Robby, however, has no qualms about getting selective with what he finds on the ultrasound. It’s refreshing that the medical team doesn’t indulge in any hand-wringing over whether this teenager should get the care she needs. And it’s especially important to see a male character take such a major risk for abortion access. Still, in the coming episodes, it's imperative for the writers to start deepening Collins’ feelings about her own pregnancy. 

Collins has been one of the biggest casualties of the series’ maximalism, edged out by other characters to the point where she still remains a cypher. How does she feel about being a mother, especially a single mother (as far as we know) in a high-stakes field with brutal hours? What compelled her to make the choice regarding the young girl before her? 

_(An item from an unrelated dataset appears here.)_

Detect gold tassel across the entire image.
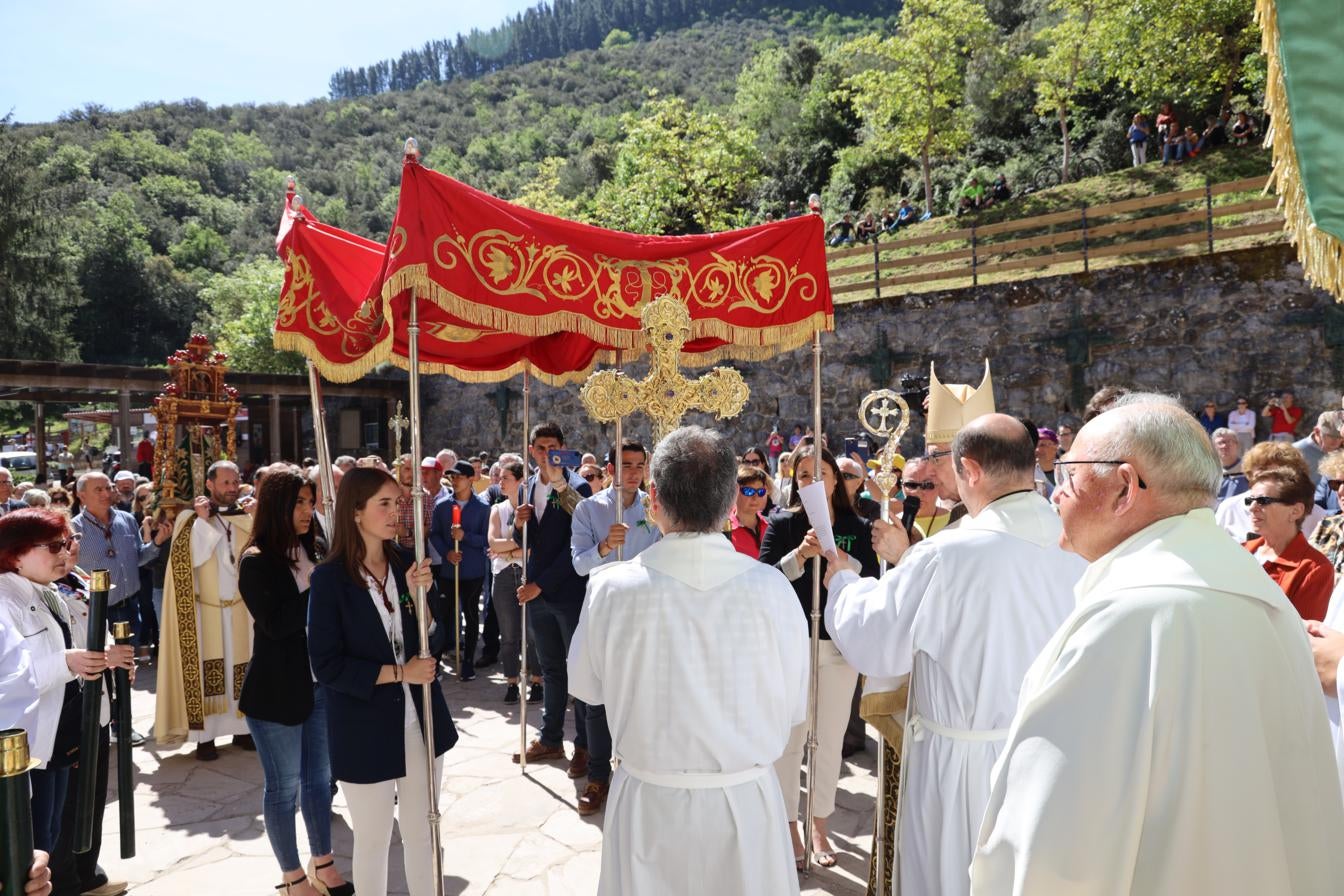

Hopefully, the writers will take advantage of the hell of a cliffhanger they’ve set up. A woman rushes into the room—and it’s the girl’s real mother. She wants to know whether the abortion has happened and if it can even happen without her express approval since the girl is not yet 18. Apparently, the supportive mom beside her in the hospital was actually her supportive aunt. Casting a expression pinched with regret to the girl, Collins tells her that no, it can’t go on without her approval. Given that the hospital administration is already out for Robby, things are about to get even more tense. 

Stray observations 

  • • Another powerful patient plotline returns with Joyce, the sickle-cell patient, and her wife Ondine. Joyce is so critically ill that she must make the choice to undergo ventilation. Despite the couple’s fears, they are grateful to Mohan for shepherding them through the process with compassion. 
  • • This was yet another jam-packed episode, but it bears mentioning that the show’s portrayal of an adult child overwhelmed by caregiving for her ailing mother is really spot-on. After King, who warns her about the burdens of caregiver fatigue (something she knows well from her own experience tending to her sister before placing her in a facility), the woman seemingly bolts from the ER, leaving her mother behind.
  • • On a lighter note, we finally get confirmation that Robby and Collins dated.